E se oggi un’alleanza di circostanza con gli Usa appare quasi necessaria – finché la dottrina Trump, che a differenza di quella di Obama è basata su un controllo “da remoto” e non “di prossimità”, non verrà inghiottita dall’interventismo neoconservatore – in una prospettiva accellerazionista della disgregazione dell’architettura europea, domandiamoci piuttosto, in particolare noi italiani dopo le pressioni ricevute sul 5G e l’adesione del nostro Paese al memorandum della “Nuova Via della Seta”, se davvero vale pena sacrificare i nostri interessi nazionali di medio e lungo periodo. I presidenti passano, l’establishment rimane, la geopolitica mondiale viaggia su binari completamente nuovi rispetto al passato. A porsi questo interrogativo è stato proprio il presidente francese Emmanuel Macron che in occasione del settantesimo anniversario della Nato, ha definito questa organizzazione militare “in stato di morte celebrale” attirandosi subito l’ira di Donald Trump, che pur essendo un uomo critico nei confronti dell’establishment americano rimane un sottoprodotto culturale dell’eccezionalismo americano. Senza parlare della volontà politica dell’Eliseo di mettere in cima alla sua agenda internazionale il “formato Normandia” volti alla normalizzazione dei rapporti tra Ue e Russia.

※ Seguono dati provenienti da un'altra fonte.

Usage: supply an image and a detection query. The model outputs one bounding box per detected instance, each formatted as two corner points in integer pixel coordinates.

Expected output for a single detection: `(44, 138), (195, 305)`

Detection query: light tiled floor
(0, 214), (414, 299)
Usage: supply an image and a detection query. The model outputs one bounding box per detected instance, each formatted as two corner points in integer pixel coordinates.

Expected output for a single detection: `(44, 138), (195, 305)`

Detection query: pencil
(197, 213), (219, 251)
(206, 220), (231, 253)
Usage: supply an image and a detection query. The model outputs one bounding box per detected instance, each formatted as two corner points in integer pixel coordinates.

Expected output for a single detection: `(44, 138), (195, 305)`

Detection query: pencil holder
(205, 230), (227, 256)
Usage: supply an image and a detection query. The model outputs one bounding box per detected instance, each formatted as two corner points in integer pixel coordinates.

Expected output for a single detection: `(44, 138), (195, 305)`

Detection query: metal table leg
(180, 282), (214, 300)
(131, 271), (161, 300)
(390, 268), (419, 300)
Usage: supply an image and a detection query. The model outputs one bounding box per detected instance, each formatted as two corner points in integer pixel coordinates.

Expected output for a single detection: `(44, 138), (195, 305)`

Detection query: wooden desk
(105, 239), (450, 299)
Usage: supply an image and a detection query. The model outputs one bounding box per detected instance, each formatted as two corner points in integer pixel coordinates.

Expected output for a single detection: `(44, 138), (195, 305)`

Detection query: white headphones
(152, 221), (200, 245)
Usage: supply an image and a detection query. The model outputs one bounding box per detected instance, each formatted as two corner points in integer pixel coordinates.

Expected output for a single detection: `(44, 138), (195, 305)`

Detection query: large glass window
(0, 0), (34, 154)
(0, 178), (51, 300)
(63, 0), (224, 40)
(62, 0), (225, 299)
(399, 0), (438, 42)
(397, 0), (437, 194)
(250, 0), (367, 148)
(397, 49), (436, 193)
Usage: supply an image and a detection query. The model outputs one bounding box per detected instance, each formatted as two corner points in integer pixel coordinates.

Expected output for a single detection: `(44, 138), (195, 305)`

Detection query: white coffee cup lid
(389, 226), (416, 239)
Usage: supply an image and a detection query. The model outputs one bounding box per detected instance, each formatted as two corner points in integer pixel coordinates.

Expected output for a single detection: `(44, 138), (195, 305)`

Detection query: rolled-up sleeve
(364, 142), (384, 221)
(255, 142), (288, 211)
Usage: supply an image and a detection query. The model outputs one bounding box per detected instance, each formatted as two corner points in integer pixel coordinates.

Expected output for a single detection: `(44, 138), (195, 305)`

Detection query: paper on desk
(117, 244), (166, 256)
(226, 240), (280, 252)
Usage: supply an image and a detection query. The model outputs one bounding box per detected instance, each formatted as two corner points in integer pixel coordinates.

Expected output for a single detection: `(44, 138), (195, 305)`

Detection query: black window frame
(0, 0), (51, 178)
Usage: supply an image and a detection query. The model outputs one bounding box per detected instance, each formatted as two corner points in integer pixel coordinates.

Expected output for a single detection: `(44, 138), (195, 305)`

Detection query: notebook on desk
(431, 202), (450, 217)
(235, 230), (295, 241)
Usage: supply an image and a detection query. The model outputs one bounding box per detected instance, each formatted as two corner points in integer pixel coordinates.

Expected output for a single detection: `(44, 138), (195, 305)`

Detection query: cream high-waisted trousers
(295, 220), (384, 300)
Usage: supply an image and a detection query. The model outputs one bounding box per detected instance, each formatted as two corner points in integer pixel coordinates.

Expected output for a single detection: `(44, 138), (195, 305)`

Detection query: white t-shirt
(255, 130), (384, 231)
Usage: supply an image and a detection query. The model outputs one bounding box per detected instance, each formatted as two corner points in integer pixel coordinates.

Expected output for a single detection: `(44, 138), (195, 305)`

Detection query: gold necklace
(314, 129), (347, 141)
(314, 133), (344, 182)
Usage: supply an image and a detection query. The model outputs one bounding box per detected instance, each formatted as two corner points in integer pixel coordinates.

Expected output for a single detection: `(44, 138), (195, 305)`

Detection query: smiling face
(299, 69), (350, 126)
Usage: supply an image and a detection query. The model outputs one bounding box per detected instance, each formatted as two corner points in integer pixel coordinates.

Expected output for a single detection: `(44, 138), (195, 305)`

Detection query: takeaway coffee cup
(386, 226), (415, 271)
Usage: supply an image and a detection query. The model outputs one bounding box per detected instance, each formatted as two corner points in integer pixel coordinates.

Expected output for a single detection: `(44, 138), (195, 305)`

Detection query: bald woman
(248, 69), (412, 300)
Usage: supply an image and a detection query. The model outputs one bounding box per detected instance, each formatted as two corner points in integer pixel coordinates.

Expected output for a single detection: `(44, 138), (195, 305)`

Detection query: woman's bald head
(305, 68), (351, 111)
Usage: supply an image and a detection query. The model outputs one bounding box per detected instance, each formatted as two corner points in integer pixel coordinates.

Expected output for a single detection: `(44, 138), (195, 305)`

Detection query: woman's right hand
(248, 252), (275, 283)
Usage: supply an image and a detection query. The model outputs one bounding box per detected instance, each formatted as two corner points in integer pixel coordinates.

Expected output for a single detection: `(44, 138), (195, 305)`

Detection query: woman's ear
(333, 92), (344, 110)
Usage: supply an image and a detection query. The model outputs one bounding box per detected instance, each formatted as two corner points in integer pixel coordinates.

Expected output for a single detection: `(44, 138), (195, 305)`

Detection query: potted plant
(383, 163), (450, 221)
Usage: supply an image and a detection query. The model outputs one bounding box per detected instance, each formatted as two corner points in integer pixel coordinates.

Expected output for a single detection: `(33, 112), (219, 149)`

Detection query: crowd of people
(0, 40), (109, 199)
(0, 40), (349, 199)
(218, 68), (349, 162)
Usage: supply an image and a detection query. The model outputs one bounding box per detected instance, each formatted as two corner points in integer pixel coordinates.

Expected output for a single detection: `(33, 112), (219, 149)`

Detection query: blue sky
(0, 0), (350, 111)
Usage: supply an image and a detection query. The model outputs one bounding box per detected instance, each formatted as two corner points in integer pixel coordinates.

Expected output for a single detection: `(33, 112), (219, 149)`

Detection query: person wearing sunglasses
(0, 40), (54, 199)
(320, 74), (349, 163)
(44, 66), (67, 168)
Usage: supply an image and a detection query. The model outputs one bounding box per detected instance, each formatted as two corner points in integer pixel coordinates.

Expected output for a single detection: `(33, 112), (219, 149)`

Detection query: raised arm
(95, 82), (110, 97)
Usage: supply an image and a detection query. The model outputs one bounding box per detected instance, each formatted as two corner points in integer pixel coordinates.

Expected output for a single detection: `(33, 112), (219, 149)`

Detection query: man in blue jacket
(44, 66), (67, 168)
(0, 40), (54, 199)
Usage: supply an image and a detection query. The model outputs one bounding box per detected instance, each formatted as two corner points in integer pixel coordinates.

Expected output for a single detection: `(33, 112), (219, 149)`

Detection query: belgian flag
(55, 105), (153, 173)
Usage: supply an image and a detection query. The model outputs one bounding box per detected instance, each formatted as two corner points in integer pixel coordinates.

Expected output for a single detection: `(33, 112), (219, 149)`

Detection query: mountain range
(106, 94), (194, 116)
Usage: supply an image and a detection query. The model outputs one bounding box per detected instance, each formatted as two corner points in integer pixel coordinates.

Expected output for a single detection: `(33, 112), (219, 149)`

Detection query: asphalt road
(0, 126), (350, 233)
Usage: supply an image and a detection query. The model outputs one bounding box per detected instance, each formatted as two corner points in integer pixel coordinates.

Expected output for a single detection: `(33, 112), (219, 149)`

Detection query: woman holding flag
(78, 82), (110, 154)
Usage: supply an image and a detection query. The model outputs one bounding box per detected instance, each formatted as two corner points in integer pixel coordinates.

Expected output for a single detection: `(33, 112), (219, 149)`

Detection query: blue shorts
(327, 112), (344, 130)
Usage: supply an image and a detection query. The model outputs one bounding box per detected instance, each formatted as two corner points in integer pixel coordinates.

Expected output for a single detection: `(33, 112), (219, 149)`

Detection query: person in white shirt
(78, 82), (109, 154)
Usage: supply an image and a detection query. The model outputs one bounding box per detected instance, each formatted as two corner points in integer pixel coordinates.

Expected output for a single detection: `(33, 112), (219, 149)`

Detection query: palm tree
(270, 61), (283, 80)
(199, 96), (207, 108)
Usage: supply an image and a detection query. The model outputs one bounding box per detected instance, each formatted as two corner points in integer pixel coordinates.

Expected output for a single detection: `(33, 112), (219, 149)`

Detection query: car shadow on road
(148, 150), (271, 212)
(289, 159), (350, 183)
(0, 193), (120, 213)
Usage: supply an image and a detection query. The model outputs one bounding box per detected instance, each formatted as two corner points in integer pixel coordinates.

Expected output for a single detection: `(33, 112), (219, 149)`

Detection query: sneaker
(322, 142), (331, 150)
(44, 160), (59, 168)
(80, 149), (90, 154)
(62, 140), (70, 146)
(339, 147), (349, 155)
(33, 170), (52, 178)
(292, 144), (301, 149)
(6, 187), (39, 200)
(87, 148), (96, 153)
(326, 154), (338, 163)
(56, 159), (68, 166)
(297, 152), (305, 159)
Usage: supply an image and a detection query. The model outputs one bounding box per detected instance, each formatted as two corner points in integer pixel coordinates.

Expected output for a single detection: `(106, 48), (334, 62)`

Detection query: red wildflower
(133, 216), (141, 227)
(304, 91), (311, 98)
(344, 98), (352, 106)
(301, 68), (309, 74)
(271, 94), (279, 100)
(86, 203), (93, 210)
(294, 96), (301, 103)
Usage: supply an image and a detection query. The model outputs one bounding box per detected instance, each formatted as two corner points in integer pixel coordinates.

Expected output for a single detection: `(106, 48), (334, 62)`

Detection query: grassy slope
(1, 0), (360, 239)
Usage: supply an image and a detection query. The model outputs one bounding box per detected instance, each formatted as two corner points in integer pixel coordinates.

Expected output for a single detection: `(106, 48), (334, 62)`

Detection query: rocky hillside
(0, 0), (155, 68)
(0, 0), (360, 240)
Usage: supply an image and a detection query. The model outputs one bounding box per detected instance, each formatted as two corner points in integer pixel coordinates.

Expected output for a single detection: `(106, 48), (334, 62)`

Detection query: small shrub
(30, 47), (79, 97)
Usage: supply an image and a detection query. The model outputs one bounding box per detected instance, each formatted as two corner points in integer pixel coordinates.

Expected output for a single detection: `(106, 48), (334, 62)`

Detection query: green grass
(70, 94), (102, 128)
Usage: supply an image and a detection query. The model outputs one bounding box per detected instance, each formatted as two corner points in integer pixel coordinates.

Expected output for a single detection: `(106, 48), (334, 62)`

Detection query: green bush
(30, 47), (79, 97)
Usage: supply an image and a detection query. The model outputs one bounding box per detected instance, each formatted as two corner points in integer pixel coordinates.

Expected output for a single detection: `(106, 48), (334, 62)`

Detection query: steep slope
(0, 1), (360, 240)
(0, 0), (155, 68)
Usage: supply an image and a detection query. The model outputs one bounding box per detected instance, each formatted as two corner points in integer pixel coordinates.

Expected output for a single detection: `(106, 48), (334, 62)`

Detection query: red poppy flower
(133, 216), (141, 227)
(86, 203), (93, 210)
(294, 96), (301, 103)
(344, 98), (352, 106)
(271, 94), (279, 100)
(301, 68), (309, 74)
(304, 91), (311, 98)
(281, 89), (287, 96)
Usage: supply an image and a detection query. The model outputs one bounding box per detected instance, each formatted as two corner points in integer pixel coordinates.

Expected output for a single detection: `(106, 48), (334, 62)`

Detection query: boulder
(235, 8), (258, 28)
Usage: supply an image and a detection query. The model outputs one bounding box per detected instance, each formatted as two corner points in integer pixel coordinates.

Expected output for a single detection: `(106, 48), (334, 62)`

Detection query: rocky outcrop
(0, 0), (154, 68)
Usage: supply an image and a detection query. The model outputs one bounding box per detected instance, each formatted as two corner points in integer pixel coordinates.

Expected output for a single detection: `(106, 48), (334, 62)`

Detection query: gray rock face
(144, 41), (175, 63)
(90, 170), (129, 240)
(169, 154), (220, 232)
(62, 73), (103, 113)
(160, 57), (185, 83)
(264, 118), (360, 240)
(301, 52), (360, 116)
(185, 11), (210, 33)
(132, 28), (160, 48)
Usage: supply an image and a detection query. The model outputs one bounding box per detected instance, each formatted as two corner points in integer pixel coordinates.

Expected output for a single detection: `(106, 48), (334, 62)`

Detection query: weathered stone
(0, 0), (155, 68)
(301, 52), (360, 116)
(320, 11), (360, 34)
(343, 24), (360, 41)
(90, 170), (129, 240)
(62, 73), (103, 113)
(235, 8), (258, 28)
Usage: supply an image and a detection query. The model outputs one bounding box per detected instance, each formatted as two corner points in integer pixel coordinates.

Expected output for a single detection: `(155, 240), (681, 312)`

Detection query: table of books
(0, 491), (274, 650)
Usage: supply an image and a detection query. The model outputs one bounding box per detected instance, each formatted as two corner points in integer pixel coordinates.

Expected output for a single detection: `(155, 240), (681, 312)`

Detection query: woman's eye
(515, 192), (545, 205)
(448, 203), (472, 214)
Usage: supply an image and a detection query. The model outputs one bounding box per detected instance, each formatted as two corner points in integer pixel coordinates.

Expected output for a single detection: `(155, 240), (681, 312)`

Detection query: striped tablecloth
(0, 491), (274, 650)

Per l’Italia, e le sue proiezioni legate al bacino Mediterraneo, che si rilegano inevitabilmente alla visione geopolitica del Cremlino di pari passo all’altra Via della Seta cinese, quella che passa nel Vicino e Medio Oriente, la questione è decisiva. Molti analisti non sanno che quest’ultima integrerà il corridoio geostrategico, confessionale e trans-nazionale che da Teheran arriva a Beirut passando da Baghdad e Damasco, il quale si è rafforzato dall’esito della guerra in Siria, un Paese che doveva essere destabilizzato per varie ragioni tra i quali il suo coinvolgimento nel progetto monumentale della Cina. Dicono che l’Italia, aderendo al memorandum, stia andando da sola, senza il consenso dei suoi alleati. È vero, ed è anche nel suo interesse nazionale di potenza regionale che opera in questo contesto geografico. Sarebbe il caso ora di studiare meglio la Cina, da parte di chi scrive, e di chi prova a capire le nuove geometrie mondiali sul campo, tra luoghi e persone. Con un altro pregiudizio: quello cinese non è né un colonialismo né un imperialismo, bensì un millenarismo. Non a caso prima di essere una Repubblica Popolare, la Cina è un Impero Celeste.